The most popular answer people gave for what are the aspects of a good workplace was that everyone was looking to be fairly compensated. Fair pay in the form of income, but also through benefits and paid time off. Compensation was really important to the respondents, either for the purpose of providing for themselves and their family, or providing for rich experiences outside of work. 


But aside from being fairly compensated, people wanted to be engaged. They want to be able to move around and interact with people. 

They also all hold “the cubicle” in great contempt. 

One respondent put it: 

“Personal engagement with other people is really important to me. I couldn’t have an office job. I want to be able to communicate with people and learn from people. I also think something that’s dynamic, something that’s not always doing the same task, is really important to me. 

Then of course, economics is important. So I would put that at the top as well. If I was choosing between two jobs, the economic component is going to be really important in choosing between one or the other.”


But aside from engaging work and adequate compensation, respondents want to see the impact they are making. They want to be fulfilled (to some degree) by their work, and see the value they are producing. 

When asked about the important aspects of a good job, this respondent said: 

“Adequate compensation for sure. But also, I couldn’t do a boring desk job, not interacting with patients. That’s something that I feel strongly about, just being able to see the impact I’m making. That’s definitely something I consider when I think about my career.

Another respondent put it differently:

“I would say that an important aspect of a good job is having fulfilling work, something you’re excited about. I always gauge how good my day is when I come home, and when I see my wife, and I’m like: ‘Oh, I really want you to tell you about this thing we did’, that’s a good day.”

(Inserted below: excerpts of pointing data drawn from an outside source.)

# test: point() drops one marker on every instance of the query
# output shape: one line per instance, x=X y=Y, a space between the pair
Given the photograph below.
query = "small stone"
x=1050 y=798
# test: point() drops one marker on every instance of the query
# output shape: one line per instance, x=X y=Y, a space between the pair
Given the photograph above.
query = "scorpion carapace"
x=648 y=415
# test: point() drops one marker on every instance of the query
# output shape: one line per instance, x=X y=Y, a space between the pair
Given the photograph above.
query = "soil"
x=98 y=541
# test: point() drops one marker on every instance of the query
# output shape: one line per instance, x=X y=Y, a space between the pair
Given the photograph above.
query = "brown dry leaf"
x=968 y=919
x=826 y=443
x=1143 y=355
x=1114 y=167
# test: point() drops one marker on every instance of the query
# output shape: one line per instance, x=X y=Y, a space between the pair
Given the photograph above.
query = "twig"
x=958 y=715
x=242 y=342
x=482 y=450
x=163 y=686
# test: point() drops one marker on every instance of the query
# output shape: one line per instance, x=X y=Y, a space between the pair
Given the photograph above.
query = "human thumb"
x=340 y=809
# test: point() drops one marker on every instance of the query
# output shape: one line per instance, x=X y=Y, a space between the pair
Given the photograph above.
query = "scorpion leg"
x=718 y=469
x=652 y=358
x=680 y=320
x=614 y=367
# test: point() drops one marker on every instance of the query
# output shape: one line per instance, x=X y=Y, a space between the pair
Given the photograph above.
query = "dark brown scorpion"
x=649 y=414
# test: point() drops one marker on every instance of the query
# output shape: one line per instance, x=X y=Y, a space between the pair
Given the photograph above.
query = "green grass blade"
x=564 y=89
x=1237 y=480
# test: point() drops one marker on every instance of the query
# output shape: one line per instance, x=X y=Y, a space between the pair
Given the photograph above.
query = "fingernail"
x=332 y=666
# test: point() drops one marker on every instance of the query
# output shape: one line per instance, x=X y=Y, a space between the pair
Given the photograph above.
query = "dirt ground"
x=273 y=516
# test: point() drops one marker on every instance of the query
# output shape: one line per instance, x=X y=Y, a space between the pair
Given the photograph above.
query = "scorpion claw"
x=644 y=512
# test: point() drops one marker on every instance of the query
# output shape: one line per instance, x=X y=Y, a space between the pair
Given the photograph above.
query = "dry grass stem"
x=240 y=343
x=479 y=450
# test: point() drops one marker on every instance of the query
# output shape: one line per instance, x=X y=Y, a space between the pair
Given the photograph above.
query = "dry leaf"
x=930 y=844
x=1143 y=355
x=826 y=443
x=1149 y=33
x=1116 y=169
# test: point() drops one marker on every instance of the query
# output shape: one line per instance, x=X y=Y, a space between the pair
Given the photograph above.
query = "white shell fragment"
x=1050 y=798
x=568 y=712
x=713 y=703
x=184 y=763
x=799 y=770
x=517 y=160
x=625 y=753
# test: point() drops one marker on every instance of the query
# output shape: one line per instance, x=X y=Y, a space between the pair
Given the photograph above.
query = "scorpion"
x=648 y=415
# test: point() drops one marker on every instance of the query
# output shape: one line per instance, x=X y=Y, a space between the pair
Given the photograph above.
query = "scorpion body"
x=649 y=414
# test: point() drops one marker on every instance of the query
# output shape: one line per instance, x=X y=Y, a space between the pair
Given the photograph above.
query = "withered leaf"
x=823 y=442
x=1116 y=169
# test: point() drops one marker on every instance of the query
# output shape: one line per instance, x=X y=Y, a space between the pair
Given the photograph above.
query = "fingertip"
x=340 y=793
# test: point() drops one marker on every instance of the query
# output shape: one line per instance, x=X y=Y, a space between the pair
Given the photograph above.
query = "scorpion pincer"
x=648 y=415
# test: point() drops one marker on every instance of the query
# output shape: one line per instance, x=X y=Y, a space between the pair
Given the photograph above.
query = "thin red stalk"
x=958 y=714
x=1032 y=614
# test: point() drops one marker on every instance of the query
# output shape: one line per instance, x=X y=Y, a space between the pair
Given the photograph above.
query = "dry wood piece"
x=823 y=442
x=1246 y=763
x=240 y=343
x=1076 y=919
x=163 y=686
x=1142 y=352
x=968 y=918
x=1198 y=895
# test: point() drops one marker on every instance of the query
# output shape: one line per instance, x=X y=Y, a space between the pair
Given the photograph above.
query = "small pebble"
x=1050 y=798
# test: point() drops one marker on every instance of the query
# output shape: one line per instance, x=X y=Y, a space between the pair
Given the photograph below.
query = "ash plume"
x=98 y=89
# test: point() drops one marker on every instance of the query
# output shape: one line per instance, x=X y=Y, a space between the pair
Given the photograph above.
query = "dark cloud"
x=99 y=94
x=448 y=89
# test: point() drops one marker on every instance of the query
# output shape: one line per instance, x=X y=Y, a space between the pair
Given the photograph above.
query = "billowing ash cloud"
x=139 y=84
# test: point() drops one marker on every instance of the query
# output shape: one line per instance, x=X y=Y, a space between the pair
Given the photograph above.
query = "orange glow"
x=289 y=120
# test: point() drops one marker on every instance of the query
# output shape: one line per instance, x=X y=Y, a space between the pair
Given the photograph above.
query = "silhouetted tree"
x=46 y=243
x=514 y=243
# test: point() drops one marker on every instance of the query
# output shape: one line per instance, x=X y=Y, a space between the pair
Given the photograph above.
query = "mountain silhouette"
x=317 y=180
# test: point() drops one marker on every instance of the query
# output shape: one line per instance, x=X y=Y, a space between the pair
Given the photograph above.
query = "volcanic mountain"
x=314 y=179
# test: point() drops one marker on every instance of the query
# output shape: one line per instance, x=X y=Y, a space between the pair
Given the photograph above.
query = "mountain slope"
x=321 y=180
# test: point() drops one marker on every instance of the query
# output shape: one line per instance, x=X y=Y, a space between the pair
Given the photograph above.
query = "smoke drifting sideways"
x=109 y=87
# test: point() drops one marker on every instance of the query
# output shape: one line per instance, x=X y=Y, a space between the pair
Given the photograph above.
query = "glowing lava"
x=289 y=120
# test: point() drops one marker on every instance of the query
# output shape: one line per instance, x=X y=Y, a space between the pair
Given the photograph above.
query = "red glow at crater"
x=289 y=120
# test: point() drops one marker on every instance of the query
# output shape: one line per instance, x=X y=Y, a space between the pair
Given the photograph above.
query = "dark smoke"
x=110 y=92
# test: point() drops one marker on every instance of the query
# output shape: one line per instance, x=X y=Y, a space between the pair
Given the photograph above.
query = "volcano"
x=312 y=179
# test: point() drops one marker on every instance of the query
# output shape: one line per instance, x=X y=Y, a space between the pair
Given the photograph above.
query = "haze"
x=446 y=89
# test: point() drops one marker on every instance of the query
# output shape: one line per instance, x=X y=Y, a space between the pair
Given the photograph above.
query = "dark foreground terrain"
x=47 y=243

Question: What are the aspects of a good job?

When considering this question, draw back on what you said you worked for. What is meaningful to you, and what aspects of your job should enable you to pursue that? What do you want to look forward to every day at work, and what feels fulfilling to you at the end of the day?


So, what do people want work to be? 

In this section, I found that people actually do want to work. They just don’t want to work for places that don’t value them.

Workers want work to:

Care for them as people, not just employees. 

They also want their workplace to have a good environment. They want friendly coworkers, good leadership, and growth and development opportunities. 

They want work to be engaging. They want to interact with people, and they want to see their work making an impact. 

And finally, workers want to be adequately compensated. This can be in the form of benefits, paid time off, salary, and the adjustment of their salary for inflation and seniority.